The US Dollar Makes A Spectacular Recovery
May 25, 2015
German Chancellor Merkel and French President Hollande said today that the Greek government needs to do more work to flesh out its reform program and satisfy creditors. On Friday, the Greek government said it expects to reach a deal within the next 10 days. On Sunday, local elections will be held in Spain and on Monday, US, UK and most European markets will be closed for local holidays. The euro took a header late Friday to close near the 1.10 level while the US dollar surged to 96.26.
The US headline inflation was perfectly in line with expectations at -0.2% Y/Y. The core reading was unchanged at 1.8% Y/Y, while a marginal decline to 1.7% Y/Y was expected. So, the report was very close to expectations. Still it triggered a sharp repositioning especially in the FX market. Although headline inflation dropped to a new cyclical low in April, this was mainly due to a significant drop in energy prices. Underlying price pressures remain however healthy with core inflation only slightly below the Fed’s 2% inflation target.
Federal Reserve chair Janet Yellen has said the central bank is on track to raise short-term interest rates this year, but will likely proceed slowly and cautiously because the job market hasn’t fully healed, inflation is low and growth has again disappointed.

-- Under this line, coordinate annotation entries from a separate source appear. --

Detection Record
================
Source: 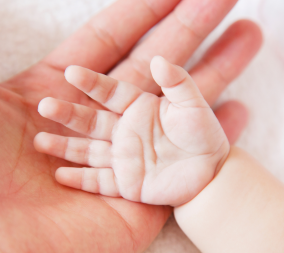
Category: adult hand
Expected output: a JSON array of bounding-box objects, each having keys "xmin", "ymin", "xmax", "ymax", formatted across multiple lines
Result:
[{"xmin": 0, "ymin": 0, "xmax": 261, "ymax": 252}]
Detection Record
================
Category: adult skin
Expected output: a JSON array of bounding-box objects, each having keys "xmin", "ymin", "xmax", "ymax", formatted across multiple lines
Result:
[{"xmin": 0, "ymin": 0, "xmax": 262, "ymax": 253}]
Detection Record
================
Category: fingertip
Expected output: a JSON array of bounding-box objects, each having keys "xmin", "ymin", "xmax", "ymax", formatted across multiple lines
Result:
[
  {"xmin": 37, "ymin": 97, "xmax": 54, "ymax": 117},
  {"xmin": 55, "ymin": 167, "xmax": 82, "ymax": 189},
  {"xmin": 150, "ymin": 56, "xmax": 188, "ymax": 88},
  {"xmin": 64, "ymin": 65, "xmax": 84, "ymax": 85},
  {"xmin": 33, "ymin": 132, "xmax": 47, "ymax": 152}
]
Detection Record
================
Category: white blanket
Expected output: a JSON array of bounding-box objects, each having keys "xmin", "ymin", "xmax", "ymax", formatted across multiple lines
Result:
[{"xmin": 0, "ymin": 0, "xmax": 284, "ymax": 253}]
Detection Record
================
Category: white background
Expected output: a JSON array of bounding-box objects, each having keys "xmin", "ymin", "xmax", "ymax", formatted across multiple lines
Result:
[{"xmin": 0, "ymin": 0, "xmax": 284, "ymax": 253}]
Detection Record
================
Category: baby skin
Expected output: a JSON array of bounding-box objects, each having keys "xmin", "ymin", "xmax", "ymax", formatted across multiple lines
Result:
[{"xmin": 34, "ymin": 56, "xmax": 230, "ymax": 207}]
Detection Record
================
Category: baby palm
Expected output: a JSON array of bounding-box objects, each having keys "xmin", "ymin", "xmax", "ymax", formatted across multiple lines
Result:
[{"xmin": 35, "ymin": 57, "xmax": 229, "ymax": 206}]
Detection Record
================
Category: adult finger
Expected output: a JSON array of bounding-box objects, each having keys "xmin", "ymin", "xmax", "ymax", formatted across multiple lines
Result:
[
  {"xmin": 215, "ymin": 101, "xmax": 248, "ymax": 144},
  {"xmin": 110, "ymin": 0, "xmax": 237, "ymax": 94},
  {"xmin": 44, "ymin": 0, "xmax": 180, "ymax": 73},
  {"xmin": 189, "ymin": 20, "xmax": 262, "ymax": 105}
]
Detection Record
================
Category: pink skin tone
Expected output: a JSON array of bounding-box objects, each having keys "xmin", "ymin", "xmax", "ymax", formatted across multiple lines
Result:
[
  {"xmin": 34, "ymin": 56, "xmax": 230, "ymax": 206},
  {"xmin": 0, "ymin": 0, "xmax": 262, "ymax": 253}
]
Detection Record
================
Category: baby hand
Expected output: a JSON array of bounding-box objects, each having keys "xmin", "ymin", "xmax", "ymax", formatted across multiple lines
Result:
[{"xmin": 34, "ymin": 56, "xmax": 230, "ymax": 206}]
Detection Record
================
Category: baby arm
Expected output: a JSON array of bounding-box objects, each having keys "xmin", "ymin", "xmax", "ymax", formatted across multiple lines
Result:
[
  {"xmin": 35, "ymin": 57, "xmax": 230, "ymax": 206},
  {"xmin": 174, "ymin": 147, "xmax": 284, "ymax": 253}
]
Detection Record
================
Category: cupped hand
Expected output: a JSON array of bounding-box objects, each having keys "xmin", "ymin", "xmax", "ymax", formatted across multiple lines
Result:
[
  {"xmin": 0, "ymin": 0, "xmax": 261, "ymax": 252},
  {"xmin": 34, "ymin": 56, "xmax": 230, "ymax": 206}
]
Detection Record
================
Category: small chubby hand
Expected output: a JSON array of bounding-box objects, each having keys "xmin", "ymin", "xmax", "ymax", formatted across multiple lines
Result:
[{"xmin": 34, "ymin": 56, "xmax": 230, "ymax": 206}]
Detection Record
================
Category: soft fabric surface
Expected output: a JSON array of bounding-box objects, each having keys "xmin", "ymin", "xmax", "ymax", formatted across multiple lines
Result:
[{"xmin": 0, "ymin": 0, "xmax": 284, "ymax": 253}]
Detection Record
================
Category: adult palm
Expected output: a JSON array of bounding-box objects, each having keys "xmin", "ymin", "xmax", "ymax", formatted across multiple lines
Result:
[{"xmin": 0, "ymin": 0, "xmax": 261, "ymax": 252}]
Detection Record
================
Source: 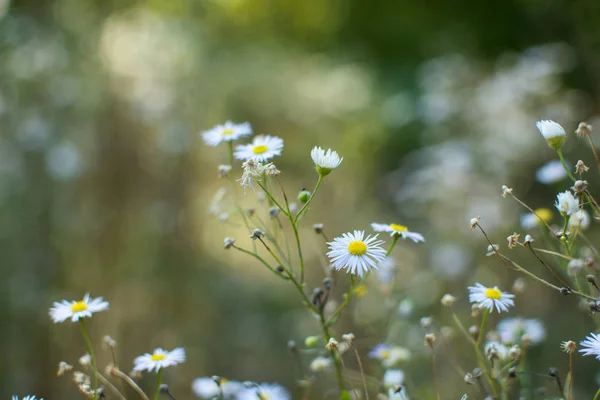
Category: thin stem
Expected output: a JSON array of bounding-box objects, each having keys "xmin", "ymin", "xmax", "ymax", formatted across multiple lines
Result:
[
  {"xmin": 79, "ymin": 318, "xmax": 98, "ymax": 399},
  {"xmin": 154, "ymin": 368, "xmax": 162, "ymax": 400}
]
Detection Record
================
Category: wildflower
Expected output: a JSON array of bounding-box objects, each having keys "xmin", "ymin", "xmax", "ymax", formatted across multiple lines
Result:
[
  {"xmin": 560, "ymin": 340, "xmax": 577, "ymax": 354},
  {"xmin": 469, "ymin": 283, "xmax": 515, "ymax": 313},
  {"xmin": 327, "ymin": 230, "xmax": 385, "ymax": 276},
  {"xmin": 535, "ymin": 120, "xmax": 567, "ymax": 150},
  {"xmin": 496, "ymin": 318, "xmax": 546, "ymax": 344},
  {"xmin": 569, "ymin": 210, "xmax": 591, "ymax": 231},
  {"xmin": 575, "ymin": 122, "xmax": 592, "ymax": 138},
  {"xmin": 237, "ymin": 383, "xmax": 291, "ymax": 400},
  {"xmin": 310, "ymin": 147, "xmax": 344, "ymax": 177},
  {"xmin": 579, "ymin": 333, "xmax": 600, "ymax": 360},
  {"xmin": 554, "ymin": 190, "xmax": 579, "ymax": 215},
  {"xmin": 535, "ymin": 160, "xmax": 567, "ymax": 185},
  {"xmin": 50, "ymin": 293, "xmax": 108, "ymax": 324},
  {"xmin": 310, "ymin": 357, "xmax": 333, "ymax": 372},
  {"xmin": 521, "ymin": 208, "xmax": 552, "ymax": 229},
  {"xmin": 234, "ymin": 135, "xmax": 283, "ymax": 162},
  {"xmin": 202, "ymin": 121, "xmax": 252, "ymax": 147},
  {"xmin": 371, "ymin": 222, "xmax": 425, "ymax": 243},
  {"xmin": 133, "ymin": 347, "xmax": 185, "ymax": 372},
  {"xmin": 383, "ymin": 369, "xmax": 404, "ymax": 389}
]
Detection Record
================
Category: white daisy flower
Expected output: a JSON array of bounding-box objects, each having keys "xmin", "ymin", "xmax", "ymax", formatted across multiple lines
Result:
[
  {"xmin": 383, "ymin": 369, "xmax": 404, "ymax": 388},
  {"xmin": 310, "ymin": 147, "xmax": 344, "ymax": 176},
  {"xmin": 310, "ymin": 357, "xmax": 333, "ymax": 372},
  {"xmin": 237, "ymin": 383, "xmax": 292, "ymax": 400},
  {"xmin": 234, "ymin": 135, "xmax": 283, "ymax": 162},
  {"xmin": 50, "ymin": 293, "xmax": 108, "ymax": 324},
  {"xmin": 327, "ymin": 231, "xmax": 385, "ymax": 276},
  {"xmin": 133, "ymin": 347, "xmax": 185, "ymax": 372},
  {"xmin": 371, "ymin": 222, "xmax": 425, "ymax": 243},
  {"xmin": 496, "ymin": 318, "xmax": 546, "ymax": 344},
  {"xmin": 579, "ymin": 333, "xmax": 600, "ymax": 360},
  {"xmin": 535, "ymin": 160, "xmax": 567, "ymax": 185},
  {"xmin": 535, "ymin": 120, "xmax": 567, "ymax": 150},
  {"xmin": 569, "ymin": 210, "xmax": 591, "ymax": 231},
  {"xmin": 469, "ymin": 283, "xmax": 515, "ymax": 313},
  {"xmin": 554, "ymin": 190, "xmax": 579, "ymax": 215},
  {"xmin": 483, "ymin": 341, "xmax": 509, "ymax": 360},
  {"xmin": 192, "ymin": 377, "xmax": 244, "ymax": 400},
  {"xmin": 202, "ymin": 121, "xmax": 252, "ymax": 147}
]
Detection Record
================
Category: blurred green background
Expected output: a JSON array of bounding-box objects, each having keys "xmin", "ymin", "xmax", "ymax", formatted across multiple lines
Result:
[{"xmin": 0, "ymin": 0, "xmax": 600, "ymax": 399}]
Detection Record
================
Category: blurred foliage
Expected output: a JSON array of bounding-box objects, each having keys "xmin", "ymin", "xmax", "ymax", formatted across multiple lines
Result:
[{"xmin": 0, "ymin": 0, "xmax": 600, "ymax": 399}]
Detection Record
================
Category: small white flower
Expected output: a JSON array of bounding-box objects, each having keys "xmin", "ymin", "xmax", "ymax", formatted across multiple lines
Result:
[
  {"xmin": 535, "ymin": 160, "xmax": 567, "ymax": 185},
  {"xmin": 371, "ymin": 222, "xmax": 425, "ymax": 243},
  {"xmin": 579, "ymin": 333, "xmax": 600, "ymax": 360},
  {"xmin": 383, "ymin": 369, "xmax": 404, "ymax": 388},
  {"xmin": 202, "ymin": 121, "xmax": 252, "ymax": 147},
  {"xmin": 50, "ymin": 293, "xmax": 108, "ymax": 324},
  {"xmin": 496, "ymin": 318, "xmax": 546, "ymax": 344},
  {"xmin": 554, "ymin": 190, "xmax": 579, "ymax": 215},
  {"xmin": 569, "ymin": 210, "xmax": 591, "ymax": 231},
  {"xmin": 327, "ymin": 231, "xmax": 385, "ymax": 276},
  {"xmin": 310, "ymin": 357, "xmax": 333, "ymax": 372},
  {"xmin": 535, "ymin": 120, "xmax": 567, "ymax": 150},
  {"xmin": 310, "ymin": 147, "xmax": 344, "ymax": 176},
  {"xmin": 133, "ymin": 347, "xmax": 185, "ymax": 372},
  {"xmin": 192, "ymin": 377, "xmax": 244, "ymax": 400},
  {"xmin": 469, "ymin": 283, "xmax": 515, "ymax": 313},
  {"xmin": 237, "ymin": 383, "xmax": 291, "ymax": 400},
  {"xmin": 234, "ymin": 135, "xmax": 283, "ymax": 162}
]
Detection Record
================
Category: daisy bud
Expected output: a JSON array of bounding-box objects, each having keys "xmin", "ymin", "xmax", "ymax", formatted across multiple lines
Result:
[
  {"xmin": 298, "ymin": 188, "xmax": 310, "ymax": 204},
  {"xmin": 575, "ymin": 122, "xmax": 592, "ymax": 138},
  {"xmin": 223, "ymin": 238, "xmax": 235, "ymax": 250},
  {"xmin": 535, "ymin": 120, "xmax": 567, "ymax": 150},
  {"xmin": 250, "ymin": 229, "xmax": 265, "ymax": 240},
  {"xmin": 575, "ymin": 160, "xmax": 590, "ymax": 174},
  {"xmin": 219, "ymin": 165, "xmax": 231, "ymax": 178},
  {"xmin": 441, "ymin": 294, "xmax": 456, "ymax": 307},
  {"xmin": 304, "ymin": 336, "xmax": 319, "ymax": 348}
]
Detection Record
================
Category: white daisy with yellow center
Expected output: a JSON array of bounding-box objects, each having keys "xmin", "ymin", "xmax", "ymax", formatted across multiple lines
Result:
[
  {"xmin": 234, "ymin": 135, "xmax": 283, "ymax": 162},
  {"xmin": 371, "ymin": 222, "xmax": 425, "ymax": 243},
  {"xmin": 202, "ymin": 121, "xmax": 252, "ymax": 147},
  {"xmin": 50, "ymin": 293, "xmax": 108, "ymax": 324},
  {"xmin": 469, "ymin": 283, "xmax": 515, "ymax": 313},
  {"xmin": 327, "ymin": 231, "xmax": 385, "ymax": 276},
  {"xmin": 133, "ymin": 347, "xmax": 185, "ymax": 372}
]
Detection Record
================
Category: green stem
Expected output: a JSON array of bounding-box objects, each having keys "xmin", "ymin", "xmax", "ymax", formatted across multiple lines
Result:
[
  {"xmin": 154, "ymin": 368, "xmax": 162, "ymax": 400},
  {"xmin": 79, "ymin": 318, "xmax": 98, "ymax": 400}
]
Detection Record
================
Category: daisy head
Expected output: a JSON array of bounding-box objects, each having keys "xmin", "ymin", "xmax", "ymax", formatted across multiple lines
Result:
[
  {"xmin": 371, "ymin": 222, "xmax": 425, "ymax": 243},
  {"xmin": 469, "ymin": 283, "xmax": 515, "ymax": 313},
  {"xmin": 133, "ymin": 347, "xmax": 185, "ymax": 372},
  {"xmin": 535, "ymin": 119, "xmax": 567, "ymax": 150},
  {"xmin": 237, "ymin": 383, "xmax": 291, "ymax": 400},
  {"xmin": 310, "ymin": 147, "xmax": 344, "ymax": 176},
  {"xmin": 234, "ymin": 135, "xmax": 283, "ymax": 162},
  {"xmin": 579, "ymin": 333, "xmax": 600, "ymax": 360},
  {"xmin": 554, "ymin": 190, "xmax": 579, "ymax": 215},
  {"xmin": 327, "ymin": 231, "xmax": 385, "ymax": 276},
  {"xmin": 50, "ymin": 293, "xmax": 108, "ymax": 324},
  {"xmin": 202, "ymin": 121, "xmax": 252, "ymax": 147}
]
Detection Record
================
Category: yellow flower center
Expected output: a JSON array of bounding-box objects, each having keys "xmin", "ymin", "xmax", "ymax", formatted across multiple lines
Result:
[
  {"xmin": 390, "ymin": 224, "xmax": 408, "ymax": 232},
  {"xmin": 348, "ymin": 240, "xmax": 367, "ymax": 256},
  {"xmin": 71, "ymin": 301, "xmax": 87, "ymax": 312},
  {"xmin": 535, "ymin": 208, "xmax": 552, "ymax": 222},
  {"xmin": 484, "ymin": 288, "xmax": 502, "ymax": 300},
  {"xmin": 252, "ymin": 144, "xmax": 269, "ymax": 154}
]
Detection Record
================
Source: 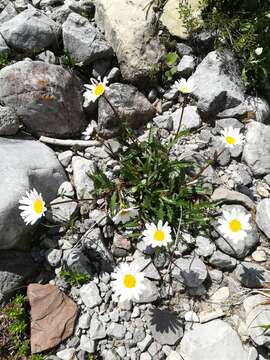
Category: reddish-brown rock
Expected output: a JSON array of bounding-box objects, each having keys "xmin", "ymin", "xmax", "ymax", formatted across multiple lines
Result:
[{"xmin": 27, "ymin": 284, "xmax": 78, "ymax": 353}]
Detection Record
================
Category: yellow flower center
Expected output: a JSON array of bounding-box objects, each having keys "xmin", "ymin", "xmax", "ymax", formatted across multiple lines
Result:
[
  {"xmin": 154, "ymin": 230, "xmax": 165, "ymax": 241},
  {"xmin": 93, "ymin": 83, "xmax": 105, "ymax": 97},
  {"xmin": 225, "ymin": 136, "xmax": 236, "ymax": 145},
  {"xmin": 229, "ymin": 219, "xmax": 242, "ymax": 232},
  {"xmin": 179, "ymin": 85, "xmax": 190, "ymax": 94},
  {"xmin": 123, "ymin": 274, "xmax": 137, "ymax": 289},
  {"xmin": 34, "ymin": 198, "xmax": 43, "ymax": 214}
]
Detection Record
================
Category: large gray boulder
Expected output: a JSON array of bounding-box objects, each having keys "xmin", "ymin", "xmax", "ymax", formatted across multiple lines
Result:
[
  {"xmin": 0, "ymin": 60, "xmax": 85, "ymax": 138},
  {"xmin": 177, "ymin": 320, "xmax": 248, "ymax": 360},
  {"xmin": 0, "ymin": 138, "xmax": 66, "ymax": 250},
  {"xmin": 0, "ymin": 6, "xmax": 61, "ymax": 52},
  {"xmin": 95, "ymin": 0, "xmax": 164, "ymax": 83},
  {"xmin": 98, "ymin": 83, "xmax": 155, "ymax": 138},
  {"xmin": 242, "ymin": 121, "xmax": 270, "ymax": 176},
  {"xmin": 0, "ymin": 250, "xmax": 38, "ymax": 299},
  {"xmin": 0, "ymin": 106, "xmax": 19, "ymax": 136},
  {"xmin": 62, "ymin": 13, "xmax": 113, "ymax": 65},
  {"xmin": 191, "ymin": 51, "xmax": 244, "ymax": 117}
]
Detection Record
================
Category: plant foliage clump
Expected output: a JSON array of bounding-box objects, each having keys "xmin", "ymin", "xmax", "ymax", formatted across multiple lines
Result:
[
  {"xmin": 89, "ymin": 128, "xmax": 211, "ymax": 232},
  {"xmin": 179, "ymin": 0, "xmax": 270, "ymax": 93}
]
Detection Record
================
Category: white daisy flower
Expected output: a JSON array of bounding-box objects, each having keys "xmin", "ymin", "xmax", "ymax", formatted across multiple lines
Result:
[
  {"xmin": 218, "ymin": 208, "xmax": 251, "ymax": 241},
  {"xmin": 143, "ymin": 220, "xmax": 172, "ymax": 248},
  {"xmin": 111, "ymin": 263, "xmax": 146, "ymax": 302},
  {"xmin": 113, "ymin": 207, "xmax": 139, "ymax": 225},
  {"xmin": 221, "ymin": 126, "xmax": 244, "ymax": 148},
  {"xmin": 82, "ymin": 120, "xmax": 97, "ymax": 140},
  {"xmin": 83, "ymin": 76, "xmax": 109, "ymax": 102},
  {"xmin": 19, "ymin": 189, "xmax": 47, "ymax": 225},
  {"xmin": 173, "ymin": 78, "xmax": 195, "ymax": 94},
  {"xmin": 255, "ymin": 48, "xmax": 263, "ymax": 56}
]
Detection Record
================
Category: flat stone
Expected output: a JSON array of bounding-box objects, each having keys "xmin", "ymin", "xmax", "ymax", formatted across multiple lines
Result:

The comments, made just a few weeks before the Fed’s next policy meeting June 16-17, were the latest indication from the central bank it is highly unlikely to start raising rates at that gathering but could do so later in the year if the economy picks up.
Yellen made clear that even after that initial move she has little inclination to move quickly. It could be “several years,” she said, before the federal funds rate is back at a level the Fed considers being normal in the long-run. Fed officials see the rate getting to 3.75 per cent someday. Their March forecasts showed that even at the end of 2017, they expected the rate to still be slightly below that level.